AIDS TREATMENT NEWS Issue #212, December 03, 1994
John S. James
The evidence that Vpr may contribute to HIV disease appears in "Serum Vpr Regulates Productive Infection and Latency of Human Immunodeficiency Virus Type 1," by David N. Levy, Yoseph Rafaeli, Rob Roy MacGregor, and David B. Weiner, PROCEEDINGS OF THE NATIONAL ACADEMY OF SCIENCES, U.S.A., November 1994.
The researchers tested the blood of eight persons with AIDS, and eight others with asymptomatic HIV infection, and found that Vpr was present in each. The levels found were correlated with the levels of p24, another protein produced by HIV. And in three patients, who had frozen blood serum collected before and after the development of late-stage disease, the Vpr increased greatly (about ten fold), comparable to the increase in p24. HIV negative blood was tested as a control, and no Vpr was found.
Vpr was also found in the cerebrospinal fluid of five HIV- positive patients with neurological disease; the levels were about the same as in the blood.
In laboratory cultures, Vpr greatly activated expression of HIV. The amount of the effect was dose dependent, with some activity found at concentrations as low as 50 times less than concentrations found in the blood. [The blood concentrations included Vpr which was bound to antibodies, and therefore would not stimulate HIV. These antibodies may be helping the body establish control of the virus after the initial primary infection, and keep control during the period of clinical latency of the illness. As immune-system damage accumulates, however, the ability to continue controlling Vpr may be lost.]

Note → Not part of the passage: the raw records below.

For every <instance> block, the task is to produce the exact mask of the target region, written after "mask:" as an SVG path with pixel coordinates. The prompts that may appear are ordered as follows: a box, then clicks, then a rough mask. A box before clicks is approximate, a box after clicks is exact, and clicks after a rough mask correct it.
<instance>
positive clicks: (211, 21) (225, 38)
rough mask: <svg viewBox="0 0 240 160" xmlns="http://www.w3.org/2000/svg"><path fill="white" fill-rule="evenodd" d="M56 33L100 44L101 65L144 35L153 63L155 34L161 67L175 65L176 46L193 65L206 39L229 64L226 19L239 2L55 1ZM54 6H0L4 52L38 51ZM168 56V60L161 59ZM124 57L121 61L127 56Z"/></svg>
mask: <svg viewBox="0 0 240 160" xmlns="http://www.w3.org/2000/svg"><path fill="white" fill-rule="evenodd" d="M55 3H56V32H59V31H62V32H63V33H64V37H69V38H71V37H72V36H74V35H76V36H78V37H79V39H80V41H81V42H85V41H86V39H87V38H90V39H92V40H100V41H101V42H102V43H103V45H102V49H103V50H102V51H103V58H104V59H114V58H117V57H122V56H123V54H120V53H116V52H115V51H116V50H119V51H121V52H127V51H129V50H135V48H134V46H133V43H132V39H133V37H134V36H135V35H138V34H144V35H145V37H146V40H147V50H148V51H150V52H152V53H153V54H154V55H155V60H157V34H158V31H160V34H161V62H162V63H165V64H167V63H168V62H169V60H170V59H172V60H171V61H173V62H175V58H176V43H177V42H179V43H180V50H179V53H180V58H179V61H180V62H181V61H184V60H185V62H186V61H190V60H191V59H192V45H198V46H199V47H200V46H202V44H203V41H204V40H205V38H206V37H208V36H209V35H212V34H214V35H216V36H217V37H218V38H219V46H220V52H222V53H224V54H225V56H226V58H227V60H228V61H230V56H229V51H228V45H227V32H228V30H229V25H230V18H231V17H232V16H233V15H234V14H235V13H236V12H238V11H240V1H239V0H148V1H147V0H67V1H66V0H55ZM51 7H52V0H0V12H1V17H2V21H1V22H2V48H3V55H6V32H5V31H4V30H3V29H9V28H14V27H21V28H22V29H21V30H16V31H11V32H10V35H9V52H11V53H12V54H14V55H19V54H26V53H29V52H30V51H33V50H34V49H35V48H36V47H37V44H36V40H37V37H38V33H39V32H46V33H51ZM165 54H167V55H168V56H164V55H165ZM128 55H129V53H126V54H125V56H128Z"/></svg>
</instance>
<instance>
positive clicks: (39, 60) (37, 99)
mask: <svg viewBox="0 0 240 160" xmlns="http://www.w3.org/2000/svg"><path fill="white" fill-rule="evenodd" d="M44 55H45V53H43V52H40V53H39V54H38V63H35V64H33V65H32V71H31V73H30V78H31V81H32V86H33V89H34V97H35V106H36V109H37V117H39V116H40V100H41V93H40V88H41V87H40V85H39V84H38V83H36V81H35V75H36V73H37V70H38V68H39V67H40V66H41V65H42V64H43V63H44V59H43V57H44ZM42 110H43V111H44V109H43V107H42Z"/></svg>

Blood serum from rabbits immunized with Vpr greatly inhibited the activation of HIV by Vpr, in laboratory tests. Similarly prepared serum from non-immunized rabbits had no effect. As an additional control, in another experiment, another substance (PMA) -- not Vpr -- was used to activate HIV; in this case, the serum from the immunized rabbits had no effect. These experiments together show that the viral activation did result from the Vpr.
Another test showed that Vpr produced somewhat more and longer-lasting viral activation than either PMA or PHA, two substances often used in laboratory tests to activate HIV.
The authors mentioned the possibility that Vpr might particularly increase HIV activity in localized areas, such as the germinal centers of lymph nodes, where many infected cells are close to each other and, as a result, the level of Vpr may be high.
A November 8 article in the PHILADELPHIA INQUIRER, based on an interview with Assistant Professor David Weiner, who headed the study, suggested that Vpr and antibodies to it might be part of a "regulatory loop" that is a major determinant of HIV disease progression. Dr. Weiner suggested that either antibodies or drugs could be used to block the action of Vpr.
Comment
The obvious way to find out whether this research lead has immediate practical value would be to prepare anti-Vpr antibodies and inject them into persons with HIV, to see if the viral load is decreased. Viral load -- plasma HIV RNA -- can now be measured with a simple, commercially-available blood test (either quantitative PCR, or branched DNA). Anti- Vpr drugs might take a longer time to discover and develop.
A trial could use monoclonal antibodies, which are made by genetically-engineered cells. This approach has the disadvantage that it would first be necessary to find out exactly what antibodies are needed, and then engineer them. And the lack of money for producing new monoclonal antibodies has been a serious barrier to AIDS research in other projects.
It might also be possible to obtain the antibodies from the serum of immunized animals -- a familiar, low-tech approach which has long been used in medicine.